I was introduced to author Cormac McCarthy in an undergrad American Literature class as the new - or most recent - Faulkner, or something like that. From the darkness of No Country for Old Men, to the post apocalyptic bleakness of The Road, to the flowing All The Pretty Horses, Brooklyn based 'hungry cowboy' has chosen a deep well to draw inspiration from, and they certainly seem up to the task. Comprised of Jacob Wick on trumpet, Briggan Krauss on saxophone, Jonathan Goldberger on guitar and Mike Pride on drums, the group creates it own images of dusty Western plains, dry cracked river beds, and menacing skies.
The opening track 'Gleam' begins with an abstract call and response between the quartet, but the sparse and spacious score begins to fill in with a hopeful tune, and ends with a foreshadowing of the gathering storm. It arrives in 'Dance,' a heavy guitar driven track that finds Goldberger and Pride locked into a deadly march across the parched landscape. The closing track, 'Clear', features the austere legato of the horns locked in repetition over clattering percussion.

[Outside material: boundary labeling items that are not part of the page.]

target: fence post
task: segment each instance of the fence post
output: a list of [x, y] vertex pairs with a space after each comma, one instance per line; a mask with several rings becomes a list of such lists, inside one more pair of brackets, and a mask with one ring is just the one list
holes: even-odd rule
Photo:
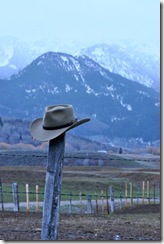
[[4, 205], [3, 205], [3, 191], [2, 191], [2, 182], [0, 179], [0, 203], [1, 203], [1, 209], [4, 211]]
[[12, 184], [12, 193], [13, 193], [14, 212], [19, 212], [18, 185], [16, 182]]
[[142, 181], [142, 204], [144, 204], [145, 198], [145, 181]]
[[29, 204], [29, 184], [26, 184], [26, 211], [28, 212], [30, 210], [30, 204]]
[[82, 194], [79, 193], [79, 200], [80, 200], [80, 213], [82, 213]]
[[114, 191], [113, 187], [109, 186], [109, 192], [110, 192], [110, 206], [111, 206], [111, 212], [114, 212]]
[[102, 212], [104, 213], [104, 191], [101, 190]]
[[69, 198], [69, 213], [72, 212], [72, 192], [70, 192], [69, 194], [70, 198]]
[[87, 195], [87, 213], [92, 213], [91, 195]]
[[148, 204], [150, 204], [150, 182], [147, 180], [147, 200]]
[[139, 184], [137, 185], [137, 205], [139, 204], [139, 194], [140, 193], [140, 186]]
[[127, 199], [128, 199], [128, 184], [127, 184], [127, 182], [125, 182], [125, 203], [126, 203], [126, 206], [128, 204]]
[[107, 214], [109, 214], [109, 202], [108, 202], [108, 190], [106, 189], [106, 209], [107, 209]]
[[95, 200], [96, 200], [96, 214], [98, 214], [98, 201], [97, 201], [97, 193], [95, 192]]
[[36, 212], [39, 212], [39, 186], [36, 185]]
[[155, 182], [153, 184], [153, 196], [154, 196], [154, 204], [155, 204]]
[[64, 147], [65, 133], [49, 141], [42, 217], [42, 240], [57, 240], [58, 238]]

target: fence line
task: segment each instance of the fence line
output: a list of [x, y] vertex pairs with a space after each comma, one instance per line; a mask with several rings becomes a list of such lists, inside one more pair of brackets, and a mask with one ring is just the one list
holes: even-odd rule
[[[129, 187], [128, 187], [129, 184]], [[150, 187], [152, 185], [152, 187]], [[134, 204], [156, 204], [160, 203], [160, 184], [155, 184], [153, 182], [150, 184], [150, 181], [142, 181], [141, 187], [138, 184], [136, 187], [136, 192], [134, 192], [134, 184], [132, 182], [124, 183], [124, 196], [122, 195], [122, 186], [120, 185], [120, 192], [116, 194], [114, 192], [113, 186], [109, 188], [102, 189], [100, 194], [84, 194], [80, 192], [79, 194], [63, 193], [61, 196], [67, 196], [68, 200], [61, 201], [62, 206], [68, 206], [67, 211], [69, 213], [76, 212], [78, 213], [102, 213], [110, 214], [115, 211], [116, 208], [123, 208], [132, 206]], [[36, 212], [41, 210], [43, 202], [39, 201], [39, 196], [44, 195], [43, 192], [39, 192], [39, 185], [36, 185], [35, 192], [29, 191], [29, 184], [25, 185], [25, 192], [18, 190], [17, 183], [12, 184], [12, 192], [3, 191], [2, 183], [0, 180], [0, 206], [1, 211], [5, 211], [5, 208], [12, 208], [13, 211], [20, 211], [20, 205], [24, 206], [26, 211], [30, 211], [30, 207], [33, 206], [33, 210]], [[115, 194], [114, 194], [115, 193]], [[13, 203], [4, 203], [5, 194], [12, 194]], [[19, 201], [19, 194], [25, 194], [26, 202], [22, 203]], [[30, 202], [30, 195], [35, 195], [35, 202]], [[76, 197], [78, 200], [73, 200], [73, 197]], [[85, 197], [85, 200], [84, 200]]]

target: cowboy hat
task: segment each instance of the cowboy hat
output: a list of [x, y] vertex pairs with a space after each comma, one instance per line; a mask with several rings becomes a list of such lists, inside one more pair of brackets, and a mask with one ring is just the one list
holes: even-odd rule
[[89, 120], [77, 120], [70, 104], [51, 105], [45, 108], [43, 118], [31, 123], [30, 133], [38, 141], [49, 141]]

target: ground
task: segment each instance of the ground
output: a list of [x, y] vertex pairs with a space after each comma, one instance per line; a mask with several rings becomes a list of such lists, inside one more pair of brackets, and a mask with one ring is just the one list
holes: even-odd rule
[[[60, 214], [58, 240], [161, 240], [160, 205], [136, 205], [114, 214]], [[42, 213], [0, 212], [0, 239], [41, 240]]]

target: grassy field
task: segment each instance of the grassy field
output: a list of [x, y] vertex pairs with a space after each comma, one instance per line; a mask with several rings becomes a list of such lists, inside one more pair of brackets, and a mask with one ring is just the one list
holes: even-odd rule
[[[100, 157], [102, 156], [102, 157]], [[108, 191], [109, 186], [114, 189], [115, 197], [125, 194], [127, 183], [128, 194], [129, 184], [133, 183], [133, 195], [141, 195], [142, 182], [150, 181], [150, 196], [154, 194], [154, 184], [157, 187], [160, 182], [160, 160], [155, 156], [141, 156], [128, 154], [97, 154], [86, 153], [67, 155], [72, 160], [70, 165], [64, 165], [62, 175], [62, 200], [68, 200], [72, 192], [73, 199], [79, 199], [79, 193], [83, 195], [101, 195]], [[105, 160], [103, 166], [77, 166], [77, 160], [84, 160], [86, 157], [92, 160]], [[105, 158], [106, 157], [106, 158]], [[71, 165], [72, 164], [72, 165]], [[25, 201], [26, 184], [29, 184], [30, 201], [35, 201], [35, 187], [39, 185], [39, 199], [43, 200], [45, 186], [45, 166], [1, 166], [0, 179], [2, 182], [4, 201], [12, 202], [12, 183], [17, 182], [20, 192], [20, 201]], [[146, 193], [145, 193], [146, 194]], [[159, 189], [156, 190], [159, 195]], [[86, 196], [84, 196], [86, 199]]]

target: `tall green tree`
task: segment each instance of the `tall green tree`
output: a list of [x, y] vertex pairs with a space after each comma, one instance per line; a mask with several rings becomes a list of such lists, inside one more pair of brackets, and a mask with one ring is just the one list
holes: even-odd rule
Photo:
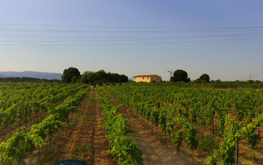
[[190, 77], [188, 77], [187, 72], [183, 70], [176, 70], [173, 72], [173, 76], [171, 77], [171, 81], [178, 82], [178, 81], [185, 81], [189, 82], [191, 81]]
[[75, 83], [81, 77], [81, 72], [76, 68], [70, 67], [65, 69], [62, 75], [62, 81], [65, 83]]

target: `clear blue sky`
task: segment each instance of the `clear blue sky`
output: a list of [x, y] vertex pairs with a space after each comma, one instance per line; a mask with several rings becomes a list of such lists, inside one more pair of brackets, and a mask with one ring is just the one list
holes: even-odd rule
[[0, 71], [263, 80], [263, 1], [1, 1]]

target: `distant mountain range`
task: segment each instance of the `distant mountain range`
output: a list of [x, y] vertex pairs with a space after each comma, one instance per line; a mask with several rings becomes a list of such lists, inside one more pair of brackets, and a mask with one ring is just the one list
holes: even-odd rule
[[0, 78], [6, 77], [30, 77], [36, 79], [61, 79], [61, 73], [55, 72], [0, 72]]

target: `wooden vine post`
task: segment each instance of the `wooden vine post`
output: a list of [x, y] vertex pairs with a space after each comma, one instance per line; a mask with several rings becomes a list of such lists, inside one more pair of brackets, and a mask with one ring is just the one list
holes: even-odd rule
[[235, 142], [235, 165], [238, 164], [238, 142]]

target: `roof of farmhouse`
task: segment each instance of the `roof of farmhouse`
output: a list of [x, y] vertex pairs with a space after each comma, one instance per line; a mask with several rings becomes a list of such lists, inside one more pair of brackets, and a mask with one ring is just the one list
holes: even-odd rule
[[137, 76], [134, 76], [132, 77], [151, 77], [151, 76], [158, 76], [158, 75], [137, 75]]

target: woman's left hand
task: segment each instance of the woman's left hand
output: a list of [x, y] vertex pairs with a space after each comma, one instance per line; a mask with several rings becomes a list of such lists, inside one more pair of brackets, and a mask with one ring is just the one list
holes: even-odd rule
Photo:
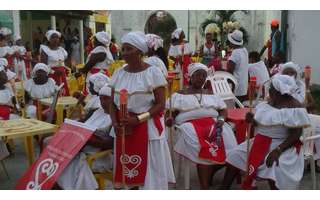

The guitar scratches and buzzes around with bad intent as the tension builds into a wrenching climax and unresolved, but again hopeful, ending.
I listened to Dance for a long time before I was aware of the McCarthy connection but find my imagination piqued by it. Regardless, this is a solid and inventive album that is a visually suggestive as it is musically compelling.